Stabilized Maximum-Likelihood Iterative Quantum Amplitude Estimation for Structural CVaR under Correlated Random Fields
Alireza Tabarraei
TL;DR
This work tackles tail-risk quantification in stochastic structural mechanics by casting CVaR estimation as a bounded expectation and implementing it with a stabilized quantum iterative amplitude-estimation framework (ML-IQAE). It combines a Nyström low-rank representation for spatially correlated random fields with a state-preparation oracle and adaptive Grover amplification, enabling finite-sample confidence guarantees and variance reduction.
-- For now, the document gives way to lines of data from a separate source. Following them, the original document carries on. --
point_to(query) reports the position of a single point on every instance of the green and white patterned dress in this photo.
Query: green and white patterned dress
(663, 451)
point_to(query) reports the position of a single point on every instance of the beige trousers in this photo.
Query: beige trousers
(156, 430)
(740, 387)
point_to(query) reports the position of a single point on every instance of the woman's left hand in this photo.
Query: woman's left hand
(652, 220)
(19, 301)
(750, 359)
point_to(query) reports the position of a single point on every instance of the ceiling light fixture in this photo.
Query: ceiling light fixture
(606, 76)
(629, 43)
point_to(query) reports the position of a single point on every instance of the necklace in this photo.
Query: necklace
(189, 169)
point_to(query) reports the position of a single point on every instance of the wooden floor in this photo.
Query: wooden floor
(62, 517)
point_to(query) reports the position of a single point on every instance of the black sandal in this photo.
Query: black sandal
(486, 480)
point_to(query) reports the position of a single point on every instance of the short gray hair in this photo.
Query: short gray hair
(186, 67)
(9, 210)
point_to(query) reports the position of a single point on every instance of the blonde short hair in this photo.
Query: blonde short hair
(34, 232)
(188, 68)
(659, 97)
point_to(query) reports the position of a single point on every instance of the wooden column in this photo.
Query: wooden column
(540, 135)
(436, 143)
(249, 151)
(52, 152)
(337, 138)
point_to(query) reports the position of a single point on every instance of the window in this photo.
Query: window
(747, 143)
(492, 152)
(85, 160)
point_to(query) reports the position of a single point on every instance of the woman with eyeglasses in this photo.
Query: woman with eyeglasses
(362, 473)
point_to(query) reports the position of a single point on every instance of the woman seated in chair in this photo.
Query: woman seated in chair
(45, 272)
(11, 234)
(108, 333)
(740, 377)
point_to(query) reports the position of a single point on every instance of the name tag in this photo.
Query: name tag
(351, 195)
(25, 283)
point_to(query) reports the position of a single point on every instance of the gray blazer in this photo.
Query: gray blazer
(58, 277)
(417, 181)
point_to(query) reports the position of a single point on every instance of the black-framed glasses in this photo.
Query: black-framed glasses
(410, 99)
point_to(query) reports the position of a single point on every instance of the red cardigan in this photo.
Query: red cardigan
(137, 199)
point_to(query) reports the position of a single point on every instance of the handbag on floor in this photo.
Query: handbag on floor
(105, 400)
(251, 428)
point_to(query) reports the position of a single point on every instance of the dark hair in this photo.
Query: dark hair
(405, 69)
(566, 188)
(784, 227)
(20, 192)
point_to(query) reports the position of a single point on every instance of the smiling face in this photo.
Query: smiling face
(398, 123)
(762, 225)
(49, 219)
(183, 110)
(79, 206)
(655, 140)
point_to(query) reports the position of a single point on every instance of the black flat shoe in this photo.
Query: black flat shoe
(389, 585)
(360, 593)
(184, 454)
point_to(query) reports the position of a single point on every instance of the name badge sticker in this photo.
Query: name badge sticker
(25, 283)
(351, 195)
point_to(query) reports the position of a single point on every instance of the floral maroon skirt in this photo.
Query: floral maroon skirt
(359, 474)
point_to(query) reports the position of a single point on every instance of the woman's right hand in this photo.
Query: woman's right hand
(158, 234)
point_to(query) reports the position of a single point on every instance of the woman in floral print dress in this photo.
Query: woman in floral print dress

The key contributions include likelihood-constrained interval tracking, multi-hypothesis management, adaptive Grover-depth and shot allocation, and periodic disambiguation, all bounded by an explicit restart-on-empty mechanism. Numerical benchmarks on a 1D axial bar, a 2D cantilever, and a stress-concentration L-bracket demonstrate substantial oracle-efficiency gains over classical Monte Carlo while maintaining statistical reliability under correlated material uncertainty. The framework provides a practically robust pathway for quantum-enhanced tail-risk evaluation in high-fidelity structural simulations and can integrate with existing FE workflows as quantum hardware matures.
Abstract
Conditional Value-at-Risk (CVaR) is a central tail-risk measure in stochastic structural mechanics, yet its accurate evaluation under high-dimensional, spatially correlated material uncertainty remains computationally prohibitive for classical Monte Carlo methods. Leveraging bounded-expectation reformulations of CVaR compatible with quantum amplitude estimation, we develop a quantum-enhanced inference framework that casts CVaR evaluation as a statistically consistent, confidence-constrained maximum-likelihood amplitude estimation problem. The proposed method extends iterative quantum amplitude estimation (IQAE) by embedding explicit maximum-likelihood inference within a rigorously controlled interval-tracking architecture. To ensure global correctness under finite-shot noise and the non-injective oscillatory response induced by Grover amplification, we introduce a stabilized inference scheme incorporating multi-hypothesis feasibility tracking, periodic low-depth disambiguation, and a bounded restart mechanism governed by an explicit failure-probability budget. This formulation preserves the quadratic oracle-complexity advantage of amplitude estimation while providing finite-sample confidence guarantees and reduced estimator variance. The framework is demonstrated on benchmark problems with spatially correlated lognormal Young's modulus fields generated using a Nystrom low-rank Gaussian kernel model. Numerical results show that the proposed estimator achieves substantially lower oracle complexity than classical Monte Carlo CVaR estimation at comparable confidence levels, while maintaining rigorous statistical reliability. This work establishes a practically robust and theoretically grounded quantum-enhanced methodology for tail-risk quantification in stochastic continuum mechanics.